Please watch the video: Depression the secret we share, by Andrew Solomon on YouTube, to help you understand you are not alone in this. He is an internationally respected, humanistic, voice on depression [you will also notice he talks about anxiety too in the same talk].

I worked for universities for several years. One thing I noticed is that students often didn't know all of their options and suffered unnecessarily as a result. Medical grounds might allow you to defer for a year without penalty for instance (universities are heavily unionized, so mental health is a big thing - your students union should be able to give you advice on this kind of thing for your specific institution). If a deferral is not for you, you would probably get reasonable adjustments on exams and deadlines; take some of the pressure off.

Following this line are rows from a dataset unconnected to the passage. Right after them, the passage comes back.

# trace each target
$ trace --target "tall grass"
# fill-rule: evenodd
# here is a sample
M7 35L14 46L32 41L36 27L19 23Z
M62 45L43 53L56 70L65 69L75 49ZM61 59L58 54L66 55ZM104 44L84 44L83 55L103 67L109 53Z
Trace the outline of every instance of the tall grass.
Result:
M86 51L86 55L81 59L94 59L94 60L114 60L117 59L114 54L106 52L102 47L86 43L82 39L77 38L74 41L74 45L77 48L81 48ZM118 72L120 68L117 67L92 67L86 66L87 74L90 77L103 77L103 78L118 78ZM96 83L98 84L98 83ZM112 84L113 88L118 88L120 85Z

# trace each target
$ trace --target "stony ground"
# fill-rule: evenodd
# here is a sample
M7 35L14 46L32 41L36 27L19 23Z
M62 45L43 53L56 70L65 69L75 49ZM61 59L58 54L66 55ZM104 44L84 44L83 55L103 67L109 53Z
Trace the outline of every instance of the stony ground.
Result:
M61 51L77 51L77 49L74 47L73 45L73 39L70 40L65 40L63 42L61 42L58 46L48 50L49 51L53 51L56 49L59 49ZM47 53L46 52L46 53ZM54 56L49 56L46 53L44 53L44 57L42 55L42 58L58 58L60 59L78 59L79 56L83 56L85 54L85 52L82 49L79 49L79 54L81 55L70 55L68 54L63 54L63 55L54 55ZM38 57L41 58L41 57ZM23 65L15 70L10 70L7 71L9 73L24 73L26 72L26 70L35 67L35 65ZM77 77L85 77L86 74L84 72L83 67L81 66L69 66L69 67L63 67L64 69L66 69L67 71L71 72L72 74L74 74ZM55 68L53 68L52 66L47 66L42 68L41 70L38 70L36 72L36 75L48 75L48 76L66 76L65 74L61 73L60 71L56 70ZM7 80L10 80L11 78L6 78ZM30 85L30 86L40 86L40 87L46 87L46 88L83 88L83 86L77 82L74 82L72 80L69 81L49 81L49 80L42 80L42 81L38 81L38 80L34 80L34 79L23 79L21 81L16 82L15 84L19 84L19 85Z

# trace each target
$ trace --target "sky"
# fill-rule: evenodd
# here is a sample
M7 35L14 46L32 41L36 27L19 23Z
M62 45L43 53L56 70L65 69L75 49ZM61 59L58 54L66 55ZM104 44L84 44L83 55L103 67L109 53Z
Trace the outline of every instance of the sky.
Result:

The requirement of medical evidence can sometimes be met by speaking to a university counselor for an initial consultation; it might differ for smaller universities, but larger ones usually have some kind of medical school, even if it is at a different campus for that uni, you might be able to access that - keep in mind that they will have met many students like you with very similar issues).

The disrupted sleep pattern is rather serious; not only does it enhance the effects of anxiety in some people, it disrupts the brain's ability to store and synthesis information efficiently. That needs to be dealt with. When you see a Doctor, please be sure to emphasise your sleep loss, its a very important symptom and they need to know about it.

May I ask which subject you are studying?